If you want to be found in AI answers and you're comfortable with your public content being read, a simple "welcome the search bots" setup looks like this. You can paste blocks like these into your robots.txt, adjusting to your own decisions:

# Allow AI search and retrieval crawlers (these affect AI visibility)
User-agent: OAI-SearchBot
Allow: /

User-agent: ChatGPT-User
Allow: /

User-agent: Claude-SearchBot
Allow: /

User-agent: Claude-User
Allow: /

User-agent: PerplexityBot
Allow: /

# Everything else allowed by default
User-agent: *
Allow: /

Sitemap: https://yoursite.com/sitemap.xml

If you also want to keep your content out of AI model training while staying visible in AI answers, add explicit Disallow: / blocks for the training crawlers (GPTBot, ClaudeBot, Google-Extended, CCBot) underneath. That's a separate, legitimate choice, not a requirement.

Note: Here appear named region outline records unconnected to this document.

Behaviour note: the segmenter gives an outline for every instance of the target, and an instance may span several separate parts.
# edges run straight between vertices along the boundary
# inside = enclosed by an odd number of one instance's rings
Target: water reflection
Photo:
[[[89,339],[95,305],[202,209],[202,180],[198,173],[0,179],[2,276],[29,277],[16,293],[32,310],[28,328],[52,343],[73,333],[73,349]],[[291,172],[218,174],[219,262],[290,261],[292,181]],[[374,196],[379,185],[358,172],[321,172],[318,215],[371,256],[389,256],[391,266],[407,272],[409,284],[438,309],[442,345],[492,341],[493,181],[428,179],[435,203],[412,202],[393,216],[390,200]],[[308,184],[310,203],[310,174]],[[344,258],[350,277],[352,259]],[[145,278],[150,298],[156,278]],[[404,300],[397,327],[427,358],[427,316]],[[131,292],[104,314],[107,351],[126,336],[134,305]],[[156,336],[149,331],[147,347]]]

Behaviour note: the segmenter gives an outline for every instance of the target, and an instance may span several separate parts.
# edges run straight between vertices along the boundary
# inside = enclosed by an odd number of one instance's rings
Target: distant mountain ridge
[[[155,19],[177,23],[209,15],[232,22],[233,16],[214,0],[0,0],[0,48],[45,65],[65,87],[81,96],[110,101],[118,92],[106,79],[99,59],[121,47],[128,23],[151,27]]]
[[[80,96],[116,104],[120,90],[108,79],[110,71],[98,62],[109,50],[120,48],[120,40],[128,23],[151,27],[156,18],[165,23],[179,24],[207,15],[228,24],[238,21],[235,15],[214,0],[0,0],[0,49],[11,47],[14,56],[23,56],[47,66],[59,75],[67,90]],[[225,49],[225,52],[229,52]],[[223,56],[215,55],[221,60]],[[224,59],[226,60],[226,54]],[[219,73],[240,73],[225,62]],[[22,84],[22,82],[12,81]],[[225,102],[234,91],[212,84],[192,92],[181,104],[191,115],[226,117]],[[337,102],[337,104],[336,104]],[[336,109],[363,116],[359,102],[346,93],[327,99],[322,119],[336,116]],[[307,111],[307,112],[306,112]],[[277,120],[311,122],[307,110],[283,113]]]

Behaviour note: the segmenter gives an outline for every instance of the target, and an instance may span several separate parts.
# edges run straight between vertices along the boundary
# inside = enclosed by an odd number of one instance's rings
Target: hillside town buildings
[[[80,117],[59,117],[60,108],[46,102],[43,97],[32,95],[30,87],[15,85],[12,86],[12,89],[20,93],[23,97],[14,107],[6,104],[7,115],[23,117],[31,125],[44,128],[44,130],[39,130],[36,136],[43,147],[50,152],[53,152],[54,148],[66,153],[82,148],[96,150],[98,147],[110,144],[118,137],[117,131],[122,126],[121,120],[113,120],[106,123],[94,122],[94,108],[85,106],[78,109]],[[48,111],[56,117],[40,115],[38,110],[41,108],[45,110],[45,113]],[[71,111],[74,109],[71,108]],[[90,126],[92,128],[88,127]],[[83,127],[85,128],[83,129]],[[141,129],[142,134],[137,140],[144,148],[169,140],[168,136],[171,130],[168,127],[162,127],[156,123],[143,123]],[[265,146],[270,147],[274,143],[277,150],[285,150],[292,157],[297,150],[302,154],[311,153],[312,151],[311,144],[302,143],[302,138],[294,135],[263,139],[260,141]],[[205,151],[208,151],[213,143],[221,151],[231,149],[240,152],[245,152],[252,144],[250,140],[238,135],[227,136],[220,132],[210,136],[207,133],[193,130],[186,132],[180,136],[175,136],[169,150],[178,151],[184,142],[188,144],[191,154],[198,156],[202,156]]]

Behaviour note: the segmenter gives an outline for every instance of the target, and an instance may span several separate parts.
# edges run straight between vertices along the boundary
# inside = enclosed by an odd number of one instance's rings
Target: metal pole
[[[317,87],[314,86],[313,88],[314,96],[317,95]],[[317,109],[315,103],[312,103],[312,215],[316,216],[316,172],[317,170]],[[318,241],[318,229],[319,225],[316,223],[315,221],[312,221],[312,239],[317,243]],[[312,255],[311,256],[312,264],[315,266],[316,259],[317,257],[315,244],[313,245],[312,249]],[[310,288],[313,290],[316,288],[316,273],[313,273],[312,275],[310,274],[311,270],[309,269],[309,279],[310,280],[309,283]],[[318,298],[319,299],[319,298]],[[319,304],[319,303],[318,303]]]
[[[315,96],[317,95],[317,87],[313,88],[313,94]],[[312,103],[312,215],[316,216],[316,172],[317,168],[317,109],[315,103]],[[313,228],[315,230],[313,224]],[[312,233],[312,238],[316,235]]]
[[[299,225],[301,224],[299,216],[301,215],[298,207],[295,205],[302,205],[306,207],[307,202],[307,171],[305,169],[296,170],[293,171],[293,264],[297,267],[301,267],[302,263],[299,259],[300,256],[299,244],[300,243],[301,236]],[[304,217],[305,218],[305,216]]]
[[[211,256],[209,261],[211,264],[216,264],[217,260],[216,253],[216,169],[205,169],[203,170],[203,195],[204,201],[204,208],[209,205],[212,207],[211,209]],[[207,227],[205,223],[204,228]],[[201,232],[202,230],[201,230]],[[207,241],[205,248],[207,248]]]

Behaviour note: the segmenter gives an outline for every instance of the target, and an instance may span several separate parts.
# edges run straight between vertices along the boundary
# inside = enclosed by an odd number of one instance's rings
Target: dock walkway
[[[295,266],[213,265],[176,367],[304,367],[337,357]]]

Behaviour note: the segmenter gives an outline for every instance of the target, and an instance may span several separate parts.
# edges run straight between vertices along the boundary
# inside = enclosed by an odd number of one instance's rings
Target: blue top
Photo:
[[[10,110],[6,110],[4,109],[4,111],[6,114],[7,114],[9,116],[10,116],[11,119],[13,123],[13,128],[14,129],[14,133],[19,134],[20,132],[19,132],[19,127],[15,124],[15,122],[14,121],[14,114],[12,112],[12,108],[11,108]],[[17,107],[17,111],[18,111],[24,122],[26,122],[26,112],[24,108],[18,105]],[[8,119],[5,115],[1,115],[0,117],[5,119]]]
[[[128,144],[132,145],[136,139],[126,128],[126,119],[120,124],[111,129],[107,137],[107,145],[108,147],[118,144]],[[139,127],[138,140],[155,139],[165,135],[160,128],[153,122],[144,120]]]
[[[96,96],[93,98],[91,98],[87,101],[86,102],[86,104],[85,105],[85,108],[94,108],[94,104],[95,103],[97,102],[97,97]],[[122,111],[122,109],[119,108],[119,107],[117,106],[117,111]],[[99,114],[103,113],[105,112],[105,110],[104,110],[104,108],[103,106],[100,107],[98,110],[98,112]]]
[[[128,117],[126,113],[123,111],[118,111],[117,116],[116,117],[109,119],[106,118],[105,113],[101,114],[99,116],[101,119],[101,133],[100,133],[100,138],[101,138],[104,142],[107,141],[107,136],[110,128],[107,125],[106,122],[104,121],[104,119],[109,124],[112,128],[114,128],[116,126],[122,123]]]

Two small rules to avoid breaking the file: always put at least one Allow: or Disallow: line under every User-agent: (a name on its own does nothing), and leave a blank line between blocks so they don't merge.

The honest bottom line

robots.txt won't get you cited by AI on its own. What it does is make sure you're not accidentally locked out, which is a surprisingly common problem on older sites. The whole job here is verification: confirm the search and retrieval bots are allowed, make a deliberate choice about training bots, check that no security layer is quietly overriding you, and then confirm in your logs. Ten minutes of checking can save you from optimizing content that AI tools were never allowed to read.